More particularly, we are interested in the non-equilibrium aspects that characterise the dynamics of general biological processes such as:

  • Cell motility: migration and invasion processes in the context of tumour metastasis phenomena. Modelling of cellular signalling pathways associated with non-equilibrium locomotion processes such as chemotaxis (locomotion driven by liquid phase gradients) and durotaxis (locomotion driven by solid/viscoelastic phase gradients, such as stiffness gradients).

  • Diffusion and reaction processes in complex environments. The cell interior and inter-cellular phases in multicellular organisms are dense and structured environments, characterised by a myriad of non-equilibrium processes, which impose complex spatio-temporal correlations to thermal noise. The challenge is to study networks of chemical reactions occurring in environments where diffusive processes are profoundly modified by the interactions of biomolecules with the environment and where the detailed balance condition is broken by active processes involving driving and dissipation in reaction cycles.

People involved

Recent publications

Dass AV, Georgelin T, Westall F, Foucher F, De Los Rios P, Busiello DM, Liang S, Piazza F

Nature communications 12(1):1-0 (2021)

The exclusive presence of β-D-ribofuranose in nucleic acids is still a conundrum in prebiotic chemistry, given that pyranose species are substantially more stable at equilibrium. However, a precise characterisation of the relative furanose/pyranose fraction at temperatures higher

than about 50 °C is still lacking. Here, we employ a combination of NMR measurements and statistical mechanics modelling to predict a population inversion between furanose and pyranose at equilibrium at high temperatures. More importantly, we show that a steady temperature gradient may steer an open isomerisation network into a non-equilibrium steady state where furanose is boosted beyond the limits set by equilibrium thermodynamics.
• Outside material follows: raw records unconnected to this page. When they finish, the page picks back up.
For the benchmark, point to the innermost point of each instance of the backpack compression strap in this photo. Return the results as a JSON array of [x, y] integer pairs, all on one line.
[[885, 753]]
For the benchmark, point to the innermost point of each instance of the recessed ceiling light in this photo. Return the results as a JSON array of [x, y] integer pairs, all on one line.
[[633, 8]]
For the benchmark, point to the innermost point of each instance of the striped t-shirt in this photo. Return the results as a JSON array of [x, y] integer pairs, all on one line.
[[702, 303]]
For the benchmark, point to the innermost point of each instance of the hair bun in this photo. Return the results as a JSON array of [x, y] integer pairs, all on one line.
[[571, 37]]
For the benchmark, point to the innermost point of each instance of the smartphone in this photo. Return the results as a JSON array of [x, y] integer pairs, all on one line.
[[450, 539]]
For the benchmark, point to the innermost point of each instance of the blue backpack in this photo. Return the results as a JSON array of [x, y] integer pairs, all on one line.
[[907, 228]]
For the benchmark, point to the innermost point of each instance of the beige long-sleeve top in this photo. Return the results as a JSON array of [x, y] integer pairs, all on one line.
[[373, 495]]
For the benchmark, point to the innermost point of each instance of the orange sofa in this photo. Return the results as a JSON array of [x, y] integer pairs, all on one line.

Moreover, we demonstrate that nonequilibrium selection of furanose is maximum at optimal dissipation, as gauged by the temperature gradient and energy barriers for isomerisation. The predicted optimum is compatible with temperature drops found in hydrothermal vents associated with extremely fresh lava flows on the seafloor.

Busiello DM, Liang S, Piazza F, De Los Rios P,, Liang S

Communications Chemistry 4(1):1-7 (2021)

Life has most likely originated as a consequence of processes taking place in non-equilibrium conditions (e.g. in the proximity of deep-sea thermal vents) selecting states of matter that would have been otherwise unfavorable at equilibrium. Here we present a simple chemical network in which the selection of states is driven by the thermodynamic necessity of dissipating heat as rapidly as possible in the presence of a thermal gradient: states participating to faster reactions contribute the most to the dissipation rate, and are the most populated ones in non-equilibrium steady-state conditions. Building upon these results, we show that, as the complexity of the chemical network increases, the velocity of the reaction path leading to a given state determines its selection, giving rise to non-trivial localization phenomena in state space. A byproduct of our studies is that, in the presence of a temperature gradient, thermophoresis-like behavior inevitably appears depending on the transport properties of each individual state, thus hinting at a possible microscopic explanation of this intriguing yet still not fully understood phenomenon.